Lexicon van de Psychologie

N. Sillamy (1965)

Gepubliceerd op 22-02-2023

DEPRESSIE

betekenis & definitie

min of meer duurzame ziektetoestand die gekenmerkt wordt door vermindering van veerkracht en energie. Iemand die gedeprimeerd is, is angstig, moe, ontmoedigd en niet in staat de kleinste moeilijkheid het hoofd te bieden.

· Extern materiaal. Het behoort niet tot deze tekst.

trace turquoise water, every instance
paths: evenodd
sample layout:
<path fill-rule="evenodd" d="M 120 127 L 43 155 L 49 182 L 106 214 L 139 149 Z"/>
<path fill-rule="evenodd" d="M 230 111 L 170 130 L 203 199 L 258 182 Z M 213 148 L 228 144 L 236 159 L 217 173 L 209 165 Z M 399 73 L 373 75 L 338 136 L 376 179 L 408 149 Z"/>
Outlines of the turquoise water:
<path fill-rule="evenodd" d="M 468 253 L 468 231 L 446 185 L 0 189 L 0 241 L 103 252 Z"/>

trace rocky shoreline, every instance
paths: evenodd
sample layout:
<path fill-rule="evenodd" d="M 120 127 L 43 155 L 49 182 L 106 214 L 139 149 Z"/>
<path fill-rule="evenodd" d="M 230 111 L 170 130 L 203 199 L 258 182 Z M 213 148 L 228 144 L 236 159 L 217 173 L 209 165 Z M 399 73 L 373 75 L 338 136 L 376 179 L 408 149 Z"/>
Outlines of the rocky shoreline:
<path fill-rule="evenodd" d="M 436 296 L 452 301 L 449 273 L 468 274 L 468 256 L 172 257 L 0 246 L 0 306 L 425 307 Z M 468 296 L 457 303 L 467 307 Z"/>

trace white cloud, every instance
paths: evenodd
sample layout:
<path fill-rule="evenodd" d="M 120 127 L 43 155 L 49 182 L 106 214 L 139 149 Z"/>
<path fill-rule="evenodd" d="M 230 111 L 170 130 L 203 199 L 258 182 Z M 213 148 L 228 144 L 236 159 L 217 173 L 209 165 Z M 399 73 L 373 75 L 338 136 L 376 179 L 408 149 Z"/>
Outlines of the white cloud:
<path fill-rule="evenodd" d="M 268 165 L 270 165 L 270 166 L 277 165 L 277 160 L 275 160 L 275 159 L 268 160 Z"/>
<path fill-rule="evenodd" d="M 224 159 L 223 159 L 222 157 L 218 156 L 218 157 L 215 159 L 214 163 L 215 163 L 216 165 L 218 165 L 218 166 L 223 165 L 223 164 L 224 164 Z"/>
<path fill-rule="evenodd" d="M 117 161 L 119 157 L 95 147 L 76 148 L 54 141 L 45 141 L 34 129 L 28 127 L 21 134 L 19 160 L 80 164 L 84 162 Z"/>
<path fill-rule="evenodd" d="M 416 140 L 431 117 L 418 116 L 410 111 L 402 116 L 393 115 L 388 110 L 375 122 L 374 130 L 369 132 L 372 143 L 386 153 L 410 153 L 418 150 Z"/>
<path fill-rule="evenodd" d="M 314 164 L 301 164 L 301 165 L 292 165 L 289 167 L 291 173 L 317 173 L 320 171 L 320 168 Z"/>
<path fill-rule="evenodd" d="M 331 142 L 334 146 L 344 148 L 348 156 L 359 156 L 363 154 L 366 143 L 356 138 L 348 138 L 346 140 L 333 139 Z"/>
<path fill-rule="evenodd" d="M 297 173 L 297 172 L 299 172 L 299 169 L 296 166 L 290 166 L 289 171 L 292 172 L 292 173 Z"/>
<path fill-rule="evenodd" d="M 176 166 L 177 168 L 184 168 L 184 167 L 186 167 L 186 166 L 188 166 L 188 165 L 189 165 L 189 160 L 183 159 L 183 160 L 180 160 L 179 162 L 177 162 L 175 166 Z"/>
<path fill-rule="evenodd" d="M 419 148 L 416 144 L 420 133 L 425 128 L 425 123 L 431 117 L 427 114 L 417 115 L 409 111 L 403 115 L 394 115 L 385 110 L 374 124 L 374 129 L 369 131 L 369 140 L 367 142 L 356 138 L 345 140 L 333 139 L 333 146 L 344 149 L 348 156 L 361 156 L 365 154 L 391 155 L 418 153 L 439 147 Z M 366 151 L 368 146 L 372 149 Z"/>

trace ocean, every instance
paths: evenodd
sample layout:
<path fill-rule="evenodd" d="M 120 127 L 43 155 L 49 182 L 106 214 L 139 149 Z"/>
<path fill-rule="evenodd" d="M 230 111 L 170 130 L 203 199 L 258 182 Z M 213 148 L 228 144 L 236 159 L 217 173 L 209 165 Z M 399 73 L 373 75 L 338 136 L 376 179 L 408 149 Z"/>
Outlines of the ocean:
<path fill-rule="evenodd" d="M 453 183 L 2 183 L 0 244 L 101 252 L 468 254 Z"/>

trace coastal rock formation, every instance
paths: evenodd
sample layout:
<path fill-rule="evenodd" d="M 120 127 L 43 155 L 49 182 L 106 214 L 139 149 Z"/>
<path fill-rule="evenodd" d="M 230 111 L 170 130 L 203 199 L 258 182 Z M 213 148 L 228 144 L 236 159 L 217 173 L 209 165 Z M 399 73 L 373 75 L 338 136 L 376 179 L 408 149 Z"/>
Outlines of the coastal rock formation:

Hij neemt geen enkel initiatief meer omdat het hem ontbreekt aan interesse en wilskracht; hij gaat gebukt onder zijn onvermogen en heeft het gevoel dat zijn verstandelijke vermogens (→ aandacht, → geheugen) achteruitgaan. Het minderwaardigheidsgevoel dat hieruit voortvloeit, versterkt nog het gevoel van melancholie dat hij heeft. Naast betrekkelijk weinig talrijke depressieve toestanden die met de constitutie samenhangen, onderscheidt men depressies die een reactie zijn op levensproblemen (conflict met superieuren, met echtgeno(o)t(e) en kinderen, eenzaamheid, sterfgeval enz.). Ook overspannenheid en een te streng dieet kunnen een depressie veroorzaken, die door een rustkuur en psychotherapie behandeld kan worden.Bij het jonge kind vormt de zgn. anaclytische depressie (→ Spitz) een ernstige ziekte die ontstaat bij een plotselinge → scheiding

met zijn moeder. De baby is eerst veeleisend en huilerig, maar na verloop van tijd weigert hij elk menselijk contact. Hij ligt plat op zijn buikje in bed, slaapt slecht, zijn psychomotorische ontwikkeling staat stil, zijn gewicht neemt af en hij vervalt in een toestand van → lethargie. Als de scheiding niet langer dan drie à vier maanden duurt, kunnen deze stoornissen verdwijnen. Wanneer ze langer duurt, zijn de vooruitzichten somber. → Affectie.